A oposição (tanto republicana como monárquica) lança então uma forte campanha contra o governo, envolvendo o Monarca, acusando-o de governar em Ditadura. Lança-se assim um período que vem a ficar conhecido na História de Portugal como a 1ª Ditadura ou Ditadura Franquista. No contexto de uma tentativa de normalização do Estado, são marcadas eleições para o parlamento que poriam fim à ditadura administrativa então vivida. E é neste contexto que republicanos e dissidentes progressistas se decidem a usar a força levando a cabo uma tentativa de Golpe de Estado em Janeiro de 1908.
Neste início de ano, D. Carlos parte com toda a família para Vila Viçosa, capital ancestral dos Bragança. É aí que se reúne pela última vez com todos os seus amigos intímos, para uma caçada. E é então que ocorre  a tentativa de golpe de Estado, fracassada por pronta acção do governo. São imediatamente presos António José de Almeida, o dirigente carbonário Luz Almeida, o jornalista João Chagas, França Borges, João Pinto dos Santos, e Álvaro Poppe. Com os seus líderes em reclusão, a liderança do movimento recai sobre Afonso Costa, que acaba por ser apanhado, junto com outros conspiradores no Elevador da Biblioteca, de onde contavam chegar à Câmara Municipal. Ainda houve mais manifestações e desordens um pouco por toda a cidade de Lisboa que acabam por ser contrapostas e controladas pela polícia. Então, João Franco decide ir mais longe e prepara para que o rei assine, um decreto prevendo o exílio para o estrangeiro ou a expulsão para as colónias, sem julgamento, de todos os indivíduos que fossem pronunciados em tribunal por atentado à ordem pública, o que se aplicaria também aos revoltosos republicanos. João Franco leva o decreto ao rei, que o assina ainda em Vila Viçosa, e ao assiná-lo, diz aos presentes: "Assino a minha sentença de morte, mas os senhores assim o quiseram."
A 1 de Fevereiro de 1908, a família real regressou a Lisboa, aproveitando já a linha férrea que então se estendia até Vila Viçosa. À saída de Évora a locomotiva avaria-se e D. Amélia, antevendo algo, diz ao Rei que aquilo poderia ser um mau presságio e que deveriam voltar a Vila Viçosa. Depois de resolvidos os problemas o comboio seguiu até ao Barreiro, de onde apanharam um vapor para o Terreiro do Paço. Ali eram esperados por membros do governo e da corte.

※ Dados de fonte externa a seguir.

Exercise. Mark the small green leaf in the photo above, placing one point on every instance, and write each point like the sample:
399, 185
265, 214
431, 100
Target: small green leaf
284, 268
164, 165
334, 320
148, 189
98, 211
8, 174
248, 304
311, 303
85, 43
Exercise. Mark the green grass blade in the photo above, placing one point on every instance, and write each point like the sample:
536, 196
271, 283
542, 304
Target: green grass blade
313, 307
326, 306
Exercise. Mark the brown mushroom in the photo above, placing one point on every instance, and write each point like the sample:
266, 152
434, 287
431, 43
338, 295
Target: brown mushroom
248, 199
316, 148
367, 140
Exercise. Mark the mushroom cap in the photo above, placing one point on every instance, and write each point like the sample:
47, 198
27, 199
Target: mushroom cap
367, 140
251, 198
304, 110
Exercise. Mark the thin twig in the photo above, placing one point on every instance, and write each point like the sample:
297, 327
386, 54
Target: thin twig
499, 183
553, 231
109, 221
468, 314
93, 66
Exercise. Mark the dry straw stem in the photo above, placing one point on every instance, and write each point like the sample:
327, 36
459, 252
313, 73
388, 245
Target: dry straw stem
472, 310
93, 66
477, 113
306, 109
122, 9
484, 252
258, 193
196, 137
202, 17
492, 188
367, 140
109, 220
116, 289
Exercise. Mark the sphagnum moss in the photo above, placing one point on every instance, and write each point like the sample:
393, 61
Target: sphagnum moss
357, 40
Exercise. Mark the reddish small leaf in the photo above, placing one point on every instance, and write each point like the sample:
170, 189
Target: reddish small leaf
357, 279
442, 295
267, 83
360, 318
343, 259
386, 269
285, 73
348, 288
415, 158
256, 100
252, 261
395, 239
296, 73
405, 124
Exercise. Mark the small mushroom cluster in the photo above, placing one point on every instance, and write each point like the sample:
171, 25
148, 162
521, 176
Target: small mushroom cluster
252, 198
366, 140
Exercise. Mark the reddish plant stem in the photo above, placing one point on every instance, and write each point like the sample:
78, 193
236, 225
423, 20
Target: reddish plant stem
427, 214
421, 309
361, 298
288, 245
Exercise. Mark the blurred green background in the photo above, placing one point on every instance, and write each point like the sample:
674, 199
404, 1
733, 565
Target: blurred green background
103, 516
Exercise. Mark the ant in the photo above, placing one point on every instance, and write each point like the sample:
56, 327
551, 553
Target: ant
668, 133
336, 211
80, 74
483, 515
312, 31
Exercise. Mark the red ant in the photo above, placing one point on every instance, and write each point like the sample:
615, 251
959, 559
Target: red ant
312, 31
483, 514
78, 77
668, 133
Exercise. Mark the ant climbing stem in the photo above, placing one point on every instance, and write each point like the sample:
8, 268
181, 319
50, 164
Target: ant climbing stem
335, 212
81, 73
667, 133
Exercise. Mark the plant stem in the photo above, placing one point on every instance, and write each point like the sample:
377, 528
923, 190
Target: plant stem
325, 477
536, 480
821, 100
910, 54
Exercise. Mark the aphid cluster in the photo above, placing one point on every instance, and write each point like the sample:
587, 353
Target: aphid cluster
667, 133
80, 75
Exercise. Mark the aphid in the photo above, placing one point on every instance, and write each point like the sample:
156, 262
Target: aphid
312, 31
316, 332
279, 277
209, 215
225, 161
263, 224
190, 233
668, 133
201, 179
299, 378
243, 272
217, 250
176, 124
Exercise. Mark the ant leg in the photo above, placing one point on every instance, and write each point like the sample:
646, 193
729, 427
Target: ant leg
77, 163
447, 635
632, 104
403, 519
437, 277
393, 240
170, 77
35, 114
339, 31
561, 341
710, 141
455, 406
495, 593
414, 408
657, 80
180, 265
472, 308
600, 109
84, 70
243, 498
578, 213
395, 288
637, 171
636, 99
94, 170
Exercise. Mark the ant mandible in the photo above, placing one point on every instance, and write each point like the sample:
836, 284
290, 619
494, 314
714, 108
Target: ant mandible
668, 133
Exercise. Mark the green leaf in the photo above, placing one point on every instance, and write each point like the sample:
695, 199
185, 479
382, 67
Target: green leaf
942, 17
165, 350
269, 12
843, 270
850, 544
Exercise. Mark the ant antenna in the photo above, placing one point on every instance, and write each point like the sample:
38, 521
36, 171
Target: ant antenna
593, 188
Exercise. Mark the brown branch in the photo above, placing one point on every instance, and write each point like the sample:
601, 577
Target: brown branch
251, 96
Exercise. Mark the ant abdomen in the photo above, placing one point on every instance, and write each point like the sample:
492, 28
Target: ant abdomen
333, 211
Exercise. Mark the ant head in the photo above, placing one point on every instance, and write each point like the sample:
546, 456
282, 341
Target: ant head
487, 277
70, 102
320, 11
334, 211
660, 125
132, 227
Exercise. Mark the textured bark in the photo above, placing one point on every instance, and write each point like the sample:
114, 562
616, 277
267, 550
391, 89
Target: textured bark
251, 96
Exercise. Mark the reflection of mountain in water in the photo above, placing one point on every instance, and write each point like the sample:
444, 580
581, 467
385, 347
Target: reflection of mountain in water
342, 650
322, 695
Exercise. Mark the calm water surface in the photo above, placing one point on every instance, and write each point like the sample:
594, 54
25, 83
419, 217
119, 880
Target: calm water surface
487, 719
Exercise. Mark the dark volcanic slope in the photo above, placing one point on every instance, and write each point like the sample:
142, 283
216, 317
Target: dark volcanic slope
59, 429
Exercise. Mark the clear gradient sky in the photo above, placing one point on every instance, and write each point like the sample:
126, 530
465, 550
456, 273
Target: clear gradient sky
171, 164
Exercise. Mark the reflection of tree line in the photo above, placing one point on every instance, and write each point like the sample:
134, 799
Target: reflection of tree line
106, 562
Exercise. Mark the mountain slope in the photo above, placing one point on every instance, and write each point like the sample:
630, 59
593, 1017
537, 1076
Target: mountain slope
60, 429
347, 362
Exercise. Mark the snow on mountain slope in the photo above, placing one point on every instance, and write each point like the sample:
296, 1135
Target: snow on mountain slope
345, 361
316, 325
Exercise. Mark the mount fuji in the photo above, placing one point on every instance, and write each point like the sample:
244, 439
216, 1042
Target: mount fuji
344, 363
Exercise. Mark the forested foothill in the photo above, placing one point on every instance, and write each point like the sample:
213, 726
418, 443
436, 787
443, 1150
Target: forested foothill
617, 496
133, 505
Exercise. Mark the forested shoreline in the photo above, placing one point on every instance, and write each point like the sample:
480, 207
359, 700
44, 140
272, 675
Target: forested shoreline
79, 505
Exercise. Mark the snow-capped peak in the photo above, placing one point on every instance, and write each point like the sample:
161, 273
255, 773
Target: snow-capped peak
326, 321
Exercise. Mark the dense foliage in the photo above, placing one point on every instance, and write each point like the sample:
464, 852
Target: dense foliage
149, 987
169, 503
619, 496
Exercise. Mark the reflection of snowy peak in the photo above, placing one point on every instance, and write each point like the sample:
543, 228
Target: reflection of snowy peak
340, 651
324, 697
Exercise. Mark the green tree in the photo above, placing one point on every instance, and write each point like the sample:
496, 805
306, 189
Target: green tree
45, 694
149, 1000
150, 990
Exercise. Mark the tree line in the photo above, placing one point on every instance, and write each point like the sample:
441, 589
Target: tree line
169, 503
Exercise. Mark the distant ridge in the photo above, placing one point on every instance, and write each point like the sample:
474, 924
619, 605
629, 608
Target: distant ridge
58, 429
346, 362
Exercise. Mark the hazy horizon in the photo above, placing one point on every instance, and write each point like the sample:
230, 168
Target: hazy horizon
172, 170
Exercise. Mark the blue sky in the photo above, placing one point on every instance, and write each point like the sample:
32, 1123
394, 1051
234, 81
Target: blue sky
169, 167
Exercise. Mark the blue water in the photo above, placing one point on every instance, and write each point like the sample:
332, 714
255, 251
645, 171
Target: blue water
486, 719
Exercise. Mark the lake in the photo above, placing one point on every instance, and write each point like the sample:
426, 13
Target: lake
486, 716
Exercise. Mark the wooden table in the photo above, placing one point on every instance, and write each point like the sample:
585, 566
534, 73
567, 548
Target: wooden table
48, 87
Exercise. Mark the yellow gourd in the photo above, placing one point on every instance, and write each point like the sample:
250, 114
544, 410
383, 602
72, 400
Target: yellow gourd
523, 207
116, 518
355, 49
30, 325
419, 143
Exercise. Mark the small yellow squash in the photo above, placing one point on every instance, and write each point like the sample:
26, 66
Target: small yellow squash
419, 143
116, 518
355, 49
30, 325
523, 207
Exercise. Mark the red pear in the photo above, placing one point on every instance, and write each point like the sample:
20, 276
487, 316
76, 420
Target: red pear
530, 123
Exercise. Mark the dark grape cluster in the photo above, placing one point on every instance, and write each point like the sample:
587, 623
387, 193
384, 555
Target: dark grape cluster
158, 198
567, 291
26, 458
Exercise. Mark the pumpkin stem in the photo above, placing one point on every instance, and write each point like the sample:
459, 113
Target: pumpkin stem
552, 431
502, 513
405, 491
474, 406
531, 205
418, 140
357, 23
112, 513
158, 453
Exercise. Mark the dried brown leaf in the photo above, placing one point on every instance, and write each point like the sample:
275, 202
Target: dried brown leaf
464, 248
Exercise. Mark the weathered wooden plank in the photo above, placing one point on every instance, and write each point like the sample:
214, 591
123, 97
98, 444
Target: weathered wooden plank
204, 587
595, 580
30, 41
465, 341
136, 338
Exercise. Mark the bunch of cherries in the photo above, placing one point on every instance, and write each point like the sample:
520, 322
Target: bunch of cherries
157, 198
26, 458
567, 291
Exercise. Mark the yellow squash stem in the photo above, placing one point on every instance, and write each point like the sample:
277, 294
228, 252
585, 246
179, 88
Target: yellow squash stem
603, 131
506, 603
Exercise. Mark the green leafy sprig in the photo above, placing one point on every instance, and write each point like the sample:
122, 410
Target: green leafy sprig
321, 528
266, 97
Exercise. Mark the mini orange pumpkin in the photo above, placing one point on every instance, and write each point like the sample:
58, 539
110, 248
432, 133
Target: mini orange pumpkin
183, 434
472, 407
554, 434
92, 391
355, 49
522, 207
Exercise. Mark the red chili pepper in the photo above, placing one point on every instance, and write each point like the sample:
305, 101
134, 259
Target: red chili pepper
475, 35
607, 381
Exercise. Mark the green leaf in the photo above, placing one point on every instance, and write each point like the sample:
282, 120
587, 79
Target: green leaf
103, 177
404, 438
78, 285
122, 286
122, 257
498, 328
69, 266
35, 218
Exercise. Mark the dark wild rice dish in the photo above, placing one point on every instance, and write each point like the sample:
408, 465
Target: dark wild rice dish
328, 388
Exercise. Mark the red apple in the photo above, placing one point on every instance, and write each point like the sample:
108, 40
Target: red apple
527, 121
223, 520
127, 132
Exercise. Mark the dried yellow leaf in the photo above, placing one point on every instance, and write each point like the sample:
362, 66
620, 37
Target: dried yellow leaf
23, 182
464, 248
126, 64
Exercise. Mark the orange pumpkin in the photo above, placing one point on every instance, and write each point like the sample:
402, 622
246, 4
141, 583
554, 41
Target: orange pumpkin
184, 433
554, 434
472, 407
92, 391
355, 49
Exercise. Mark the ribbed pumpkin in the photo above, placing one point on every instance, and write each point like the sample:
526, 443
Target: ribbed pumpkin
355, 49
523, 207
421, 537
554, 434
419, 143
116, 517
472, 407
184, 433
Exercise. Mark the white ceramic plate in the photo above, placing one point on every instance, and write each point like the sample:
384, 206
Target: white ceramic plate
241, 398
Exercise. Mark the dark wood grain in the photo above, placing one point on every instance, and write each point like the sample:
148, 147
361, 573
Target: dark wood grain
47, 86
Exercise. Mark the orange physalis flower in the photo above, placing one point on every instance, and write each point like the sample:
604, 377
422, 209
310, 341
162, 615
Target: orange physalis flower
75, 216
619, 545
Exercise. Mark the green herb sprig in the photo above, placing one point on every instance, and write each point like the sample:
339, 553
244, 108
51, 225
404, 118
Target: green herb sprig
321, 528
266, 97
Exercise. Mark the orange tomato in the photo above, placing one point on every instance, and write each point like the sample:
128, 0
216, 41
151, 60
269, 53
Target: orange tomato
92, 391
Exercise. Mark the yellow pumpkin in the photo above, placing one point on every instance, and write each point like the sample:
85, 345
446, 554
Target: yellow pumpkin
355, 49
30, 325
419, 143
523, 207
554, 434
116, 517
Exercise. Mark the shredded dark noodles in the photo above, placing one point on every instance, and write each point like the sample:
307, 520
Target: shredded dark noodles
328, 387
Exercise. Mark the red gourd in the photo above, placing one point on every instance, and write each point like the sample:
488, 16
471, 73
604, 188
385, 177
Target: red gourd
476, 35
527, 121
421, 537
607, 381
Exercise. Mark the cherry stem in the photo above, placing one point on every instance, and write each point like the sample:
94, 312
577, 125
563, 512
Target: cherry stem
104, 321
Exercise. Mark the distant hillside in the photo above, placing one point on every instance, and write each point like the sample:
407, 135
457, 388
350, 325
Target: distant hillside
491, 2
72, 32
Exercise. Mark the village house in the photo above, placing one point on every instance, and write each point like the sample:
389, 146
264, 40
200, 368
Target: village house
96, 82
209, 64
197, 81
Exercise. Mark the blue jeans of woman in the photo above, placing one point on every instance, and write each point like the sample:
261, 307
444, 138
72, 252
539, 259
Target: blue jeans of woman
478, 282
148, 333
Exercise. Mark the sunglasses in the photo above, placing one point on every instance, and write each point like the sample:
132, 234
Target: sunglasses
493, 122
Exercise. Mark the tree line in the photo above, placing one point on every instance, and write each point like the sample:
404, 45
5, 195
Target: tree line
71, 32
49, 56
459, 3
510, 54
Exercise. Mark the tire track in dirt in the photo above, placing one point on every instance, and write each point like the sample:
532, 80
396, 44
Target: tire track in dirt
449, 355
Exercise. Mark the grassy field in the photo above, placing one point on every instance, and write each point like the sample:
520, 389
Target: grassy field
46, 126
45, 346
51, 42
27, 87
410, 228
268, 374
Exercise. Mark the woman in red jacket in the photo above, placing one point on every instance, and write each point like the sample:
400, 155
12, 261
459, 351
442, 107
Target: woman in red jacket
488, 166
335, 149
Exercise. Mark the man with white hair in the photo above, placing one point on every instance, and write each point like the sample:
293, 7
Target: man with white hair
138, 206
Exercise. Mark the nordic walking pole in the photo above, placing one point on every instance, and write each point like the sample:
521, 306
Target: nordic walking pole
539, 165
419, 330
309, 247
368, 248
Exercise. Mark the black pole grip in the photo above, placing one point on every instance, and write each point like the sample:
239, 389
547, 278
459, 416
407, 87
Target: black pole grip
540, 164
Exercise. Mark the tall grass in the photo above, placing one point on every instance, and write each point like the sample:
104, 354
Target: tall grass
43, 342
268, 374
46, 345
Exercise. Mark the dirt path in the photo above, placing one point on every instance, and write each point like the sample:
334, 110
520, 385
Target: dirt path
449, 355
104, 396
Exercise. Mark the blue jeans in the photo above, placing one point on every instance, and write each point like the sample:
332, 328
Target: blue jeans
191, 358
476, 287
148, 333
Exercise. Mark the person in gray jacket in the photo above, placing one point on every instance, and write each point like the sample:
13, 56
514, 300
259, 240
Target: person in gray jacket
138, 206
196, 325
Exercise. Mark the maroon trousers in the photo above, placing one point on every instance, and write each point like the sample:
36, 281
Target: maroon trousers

Após os habituais cumprimentos, a família real subiu para uma carruagem aberta em direcção ao Palácio das Necessidades. A carruagem com a família real atravessou o Terreiro do Paço, onde foi atingida por disparos vindos da multidão que se juntara para saudar o rei. D. Carlos I, que morreu imediatamente, após ter sido alvejado. O herdeiro D. Luís Filipe foi ferido mortalmente e o infante D. Manuel ferido num braço. Os autores identificados do atentado foram Alfredo Costa e Manuel Buíça. Os assassinos foram mortos no local por membros da guarda real e reconhecidos posteriormente como membros do movimento republicano.
Segue-se no trono um debilitado D.Manuel II, que tenta em vão acalmar os ânimos, mas sem qualquer tipo de sucesso. A sua primeira acção foi a demissão imediata de João Franco, a conselho das cortes, nomeando como primeiro ministro Francisco Joaquim Ferreira do Amaral.
Sucede-se então uma crise política sem precedentes em Portugal. Em dois anos sucedem-se sete governos. E é em Outubro de 1910 que se lança uma verdadeira revolução em Portugal, seguida da Proclamação da República a 5 do mesmo mês. As tropas fiéis aos revolucionários republicanos, tinham já bombardeado o Palácio das Necessidades, então residência oficial do Monarca, no dia 4 de Outubro, forçando D. Manuel II a retirar para Mafra, onde se lhe juntam a sua esposa e a Rainha Mãe D. Amélia. Na madrugada do dia 5 de Outubro, embarcam na Ericeira com destino ao Porto. Contudo, o navio é desviado para Gibraltar, onde o monarca deposto acaba por desembarcar, dando início ao seu exílio em território inglês. O seu último acto patriótico foi o de legar ao Estado português, os seus bens por altura da sua morte, pedindo apenas como contrapartida a possibilidade de ser sepultado em território português, desejo que lhe viria a ser concedido por altura da sua morte súbita, por Salazar.
Nota final, é com a morte de D.Manuel II que termina oficialmente a monarquia em Portugal, ainda que o regicídio tenha sido, sem dúvida o episódio que mais marcou o final da Dinastia de Bragança e o posto fim a cerca de oito séculos de reis portugueses e espanhóis. O exílio de D. Manuel II, a ascensão de movimentos operários, e o advento da 1ª República, acabariam por modificar profundamente a sociedade portuguesa já então atrasada em vários séculos face às congéneres europeias. É a acção de vários homens, mas principalmente de Alfredo Costa, que vem modificar a política portuguesa e o regime estabelecido. O autor que vos escreve estas linhas, através deste blog, é apenas um familiar distante quase uma centena de anos deste Alfredo Costa. O homem que das suas mãos disparou a República e fez mudar um país profundamente necessitado de mudança. Mas a memória deste homem, amado por republicanos, odiado por monárquicos, está hoje profundamente apagada, e nas novas gerações poucos há que o lembrem, e menos ainda os que como ele, seriam capazes de morrer por um ideal. Por um ideal de mudança, e por um ideal que permitisse revolucionar e regenerar o estado podre de coisas em que vivemos. 

2 comentários:

João Roque disse...

Os meus parabéns!!!
Magnífica lição de História de Portugal, desde o século XVII até à implantação da República.
Devia ser partilhado para toda a gente poder ler.
Espero que publiques este texto, quer no Google+, quer no FB.

Ricardo Costa disse...

Obrigado pelo comentário pinguim :) Já está o link partilhado, espero é que haja muita gente que o possa / queira ler.